1. If a domestic service employee resides in the household where he or she works, the employer and domestic service employee may agree in writing to exclude from the wages of the domestic service employee:
(a) Periods for meals if the period for meals is at least one-half hour for each meal;
(b) Periods for sleep if the period for sleep excluded from the wages of the domestic service employee does not exceed 8 hours; and
(c) Any other period of complete freedom from all duties during which the domestic service employee may either leave the premises or stay on the premises for purely personal pursuits. To be excluded from the wages of the domestic service employee pursuant to this paragraph, a period must be of sufficient duration to enable the domestic service employee to make effective use of the time.
2. If a period excluded from the wages of the domestic service employee pursuant to this section is interrupted by a call to duty by the employer, the interruption must be counted as hours worked for which compensation must be paid.
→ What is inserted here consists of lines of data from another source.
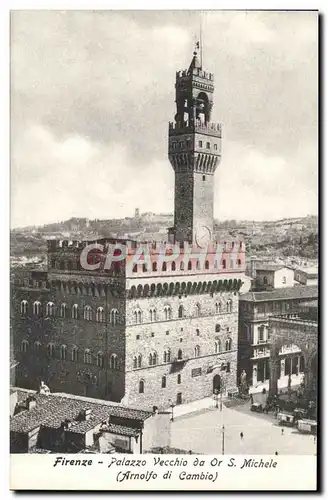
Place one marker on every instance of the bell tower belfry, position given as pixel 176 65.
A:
pixel 194 153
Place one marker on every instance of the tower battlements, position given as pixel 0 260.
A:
pixel 195 72
pixel 211 128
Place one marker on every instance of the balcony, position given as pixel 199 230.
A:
pixel 261 353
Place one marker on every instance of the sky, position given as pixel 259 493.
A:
pixel 92 93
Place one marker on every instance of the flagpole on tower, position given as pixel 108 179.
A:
pixel 201 39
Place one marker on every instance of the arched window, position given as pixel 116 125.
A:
pixel 37 347
pixel 75 311
pixel 113 362
pixel 197 351
pixel 51 350
pixel 167 356
pixel 229 305
pixel 88 313
pixel 36 308
pixel 75 354
pixel 87 357
pixel 24 346
pixel 152 358
pixel 100 360
pixel 50 309
pixel 24 307
pixel 114 315
pixel 141 386
pixel 100 315
pixel 228 344
pixel 137 315
pixel 63 352
pixel 167 313
pixel 218 346
pixel 63 309
pixel 152 314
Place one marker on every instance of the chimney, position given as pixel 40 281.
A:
pixel 31 403
pixel 85 414
pixel 66 424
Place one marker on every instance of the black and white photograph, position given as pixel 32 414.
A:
pixel 164 274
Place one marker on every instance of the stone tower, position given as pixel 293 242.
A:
pixel 194 152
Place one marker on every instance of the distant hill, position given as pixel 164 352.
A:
pixel 281 238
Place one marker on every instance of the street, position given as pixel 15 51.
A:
pixel 202 433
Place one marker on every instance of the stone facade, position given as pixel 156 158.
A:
pixel 294 331
pixel 150 331
pixel 255 310
pixel 209 319
pixel 194 152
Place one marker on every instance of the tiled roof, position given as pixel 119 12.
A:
pixel 269 267
pixel 52 410
pixel 297 292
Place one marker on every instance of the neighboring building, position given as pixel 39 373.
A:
pixel 271 276
pixel 307 275
pixel 298 332
pixel 62 423
pixel 143 333
pixel 255 309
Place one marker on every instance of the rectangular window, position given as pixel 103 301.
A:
pixel 196 372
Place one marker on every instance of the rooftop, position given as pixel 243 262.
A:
pixel 297 292
pixel 52 410
pixel 270 267
pixel 309 271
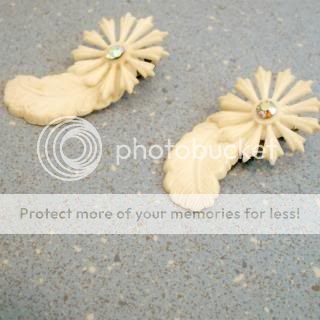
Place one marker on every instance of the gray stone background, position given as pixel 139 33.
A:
pixel 160 277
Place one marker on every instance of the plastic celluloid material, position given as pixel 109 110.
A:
pixel 191 178
pixel 104 70
pixel 195 166
pixel 264 116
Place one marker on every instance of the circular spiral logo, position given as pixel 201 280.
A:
pixel 67 134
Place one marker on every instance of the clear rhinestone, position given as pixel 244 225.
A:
pixel 115 52
pixel 266 109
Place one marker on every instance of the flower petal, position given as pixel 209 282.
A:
pixel 94 77
pixel 309 105
pixel 109 29
pixel 234 133
pixel 294 140
pixel 251 145
pixel 109 83
pixel 234 103
pixel 144 68
pixel 153 53
pixel 84 53
pixel 263 80
pixel 284 79
pixel 271 149
pixel 245 87
pixel 95 39
pixel 228 118
pixel 299 90
pixel 142 27
pixel 306 124
pixel 126 24
pixel 152 38
pixel 127 80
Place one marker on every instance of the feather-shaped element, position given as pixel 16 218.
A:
pixel 40 101
pixel 195 166
pixel 102 73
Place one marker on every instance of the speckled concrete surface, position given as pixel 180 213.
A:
pixel 165 277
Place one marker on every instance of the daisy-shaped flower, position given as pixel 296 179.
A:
pixel 113 63
pixel 264 116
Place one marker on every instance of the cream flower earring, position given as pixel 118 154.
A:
pixel 102 73
pixel 265 116
pixel 191 177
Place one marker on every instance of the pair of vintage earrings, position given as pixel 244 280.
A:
pixel 109 67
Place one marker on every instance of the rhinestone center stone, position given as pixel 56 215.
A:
pixel 115 52
pixel 266 109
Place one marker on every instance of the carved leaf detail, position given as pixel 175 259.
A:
pixel 39 101
pixel 195 166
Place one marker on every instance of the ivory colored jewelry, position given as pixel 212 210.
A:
pixel 102 73
pixel 245 121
3. An agreement pursuant to this section may be used to establish the total hours of employment of a domestic service employee in a pay period in lieu of maintaining precise records of the number of hours worked per day. The employer shall keep a copy of the agreement and indicate in the record of wages pursuant to NRS 608.115 that the work time of the domestic service employee generally coincides with the agreement. If it is found by the parties that there is a significant deviation from the initial agreement, a separate record must be kept for the period in which the deviation occurs or a new agreement must be reached that reflects the actual facts.